Dietary supplements and foods with added dietary ingredients, such as vitamins and herbs, constitute multibillion dollar industries. Past reports on the Food and Drug Administration's (FDA) regulation of these products raised concerns about product safety and the availability of reliable information. Since then, FDA published draft guidance on requirements for reporting adverse events--which are harmful effects or illnesses--and Current Good Manufacturing Practice regulations for dietary supplements. GAO was asked to examine FDA's (1) actions to respond to the new serious adverse event reporting requirements, (2) ability to identify and act on concerns about the safety of dietary supplements, (3) ability to identify and act on concerns about the safety of foods with added dietary ingredients, and (4) actions to ensure that consumers have useful information about the safety and efficacy of supplements.

Recommendations

Recommendations for Executive Action

Agency Affected Recommendation Status
Department of Health and Human Services To enhance FDA's oversight of dietary supplements and foods with added dietary ingredients, and to improve the information available to FDA for identifying safety concerns and better enable FDA to meet its responsibility to protect the public health, the Secretary of the Department of Health and Human Services should direct the Commissioner of FDA to request authority to require dietary supplement companies to (1) identify themselves as a dietary supplement company as part of the existing registration requirements and update this information annually, (2) provide a list of all dietary supplement products they sell and a copy of the labels and update this information annually, and (3) report all adverse events related to dietary supplements.
Closed – Implemented
FDA officials told us they requested additional authority as part of the FDA Food Safety and Modernization Act of 2011 (FSMA) to modify the list of required food categories that FDA uses to identify firms by industry as part of existing registration requirements.
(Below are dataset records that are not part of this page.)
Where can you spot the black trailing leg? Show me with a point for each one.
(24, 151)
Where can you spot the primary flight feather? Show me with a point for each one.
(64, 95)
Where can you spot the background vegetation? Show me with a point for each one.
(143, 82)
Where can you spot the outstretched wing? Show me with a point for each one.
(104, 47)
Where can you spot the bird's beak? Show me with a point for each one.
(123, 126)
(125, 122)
In August 2012, FDA published draft guidance expanding the list of food categories required at registration to include dietary supplement categories that were previously optional. FDA issued final guidance in October 2012. Requiring dietary supplement firms to provide information on the products they sell has been part of multiple proposed legislative efforts but has not become law. Mandatory reporting of all adverse events for dietary supplement firms was proposed in S. 3002, the Dietary Supplement Safety Act of 2010, sponsored by Senators McCain and Dorgan, but did not pass the Senate. Although these efforts did not become law, the recommendation was closed because FDA did what GAO asked by requesting the necessary authorities.
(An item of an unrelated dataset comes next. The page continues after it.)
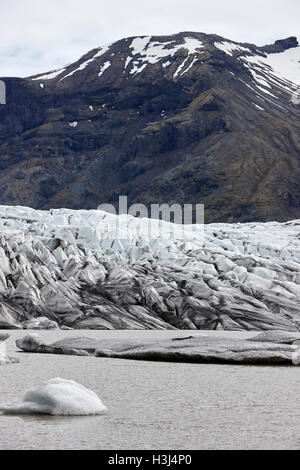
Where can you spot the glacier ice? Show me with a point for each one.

Department of Health and Human Services To enhance FDA's oversight of dietary supplements and foods with added dietary ingredients, and to better enable FDA to meet its responsibility to regulate dietary supplements that contain new dietary ingredients, the Secretary of the Department of Health and Human Services should direct the Commissioner of FDA to issue guidance to clarify when an ingredient is considered a new dietary ingredient, the evidence needed to document the safety of new dietary ingredients, and appropriate methods for establishing ingredient identity.
Closed – Not Implemented
In July 2011, FDA published draft guidance for industry on new dietary ingredient notifications and related issues. This draft guidance includes information on when a dietary ingredient is considered new, evidence of safety, and methods for ingredient identity. To close the recommendation as implemented, FDA would need to finalize its draft new dietary ingredient guidance. As of December 2017, FDA has yet to issue final guidance, so we are closing the recommendation as not implemented.
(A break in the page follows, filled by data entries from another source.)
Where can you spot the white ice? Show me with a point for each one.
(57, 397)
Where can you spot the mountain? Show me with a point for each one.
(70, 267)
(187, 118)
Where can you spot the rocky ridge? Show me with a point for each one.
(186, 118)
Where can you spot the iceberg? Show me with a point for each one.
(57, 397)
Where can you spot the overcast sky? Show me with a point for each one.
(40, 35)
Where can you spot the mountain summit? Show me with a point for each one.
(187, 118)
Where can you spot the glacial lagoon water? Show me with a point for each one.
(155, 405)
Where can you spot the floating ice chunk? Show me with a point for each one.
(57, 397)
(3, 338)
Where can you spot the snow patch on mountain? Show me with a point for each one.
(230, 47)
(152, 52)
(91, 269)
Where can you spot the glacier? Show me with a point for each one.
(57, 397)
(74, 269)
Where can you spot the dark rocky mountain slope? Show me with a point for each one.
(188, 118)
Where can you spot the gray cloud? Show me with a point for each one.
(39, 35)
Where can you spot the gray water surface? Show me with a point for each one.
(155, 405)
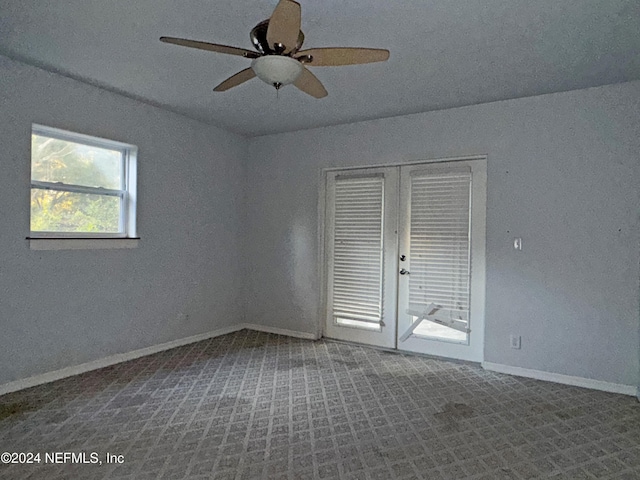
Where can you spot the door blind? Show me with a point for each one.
(357, 249)
(439, 242)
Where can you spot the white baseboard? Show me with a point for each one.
(111, 360)
(280, 331)
(560, 378)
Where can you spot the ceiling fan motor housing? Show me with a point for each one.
(277, 70)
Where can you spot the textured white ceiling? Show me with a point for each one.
(444, 53)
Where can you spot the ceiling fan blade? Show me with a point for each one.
(333, 57)
(235, 80)
(212, 47)
(309, 84)
(284, 25)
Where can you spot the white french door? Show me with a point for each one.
(405, 251)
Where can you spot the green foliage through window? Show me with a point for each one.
(75, 187)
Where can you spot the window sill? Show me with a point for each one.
(81, 243)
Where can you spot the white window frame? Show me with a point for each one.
(127, 195)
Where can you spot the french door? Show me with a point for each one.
(405, 251)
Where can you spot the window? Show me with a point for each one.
(81, 186)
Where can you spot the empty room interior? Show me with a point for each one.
(312, 240)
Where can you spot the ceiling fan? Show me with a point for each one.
(279, 60)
Department of Health and Human Services To enhance FDA's oversight of dietary supplements and foods with added dietary ingredients, and to help ensure that companies follow the appropriate laws and regulations and to renew a recommendation we made in July 2000, the Secretary of the Department of Health and Human Services should direct the Commissioner of FDA to provide guidance to industry to clarify when products should be marketed as either dietary supplements or conventional foods formulated with added dietary ingredients.
Closed – Implemented
FDA issued two final guidance documents in January 2014 that responded to this recommendation. Specifically, FDA issued "Guidance for Industry: Distinguishing Liquid Dietary Supplements from Beverages" and "Guidance for Industry: Considerations Regarding Substances Added to Foods, Including Beverages and Dietary Supplements." Both of these guidance documents clarify the boundary between conventional foods, such as beverages, and dietary supplements. The second guidance document also clarifies how products should be marketed when substances, such as dietary ingredients, are added.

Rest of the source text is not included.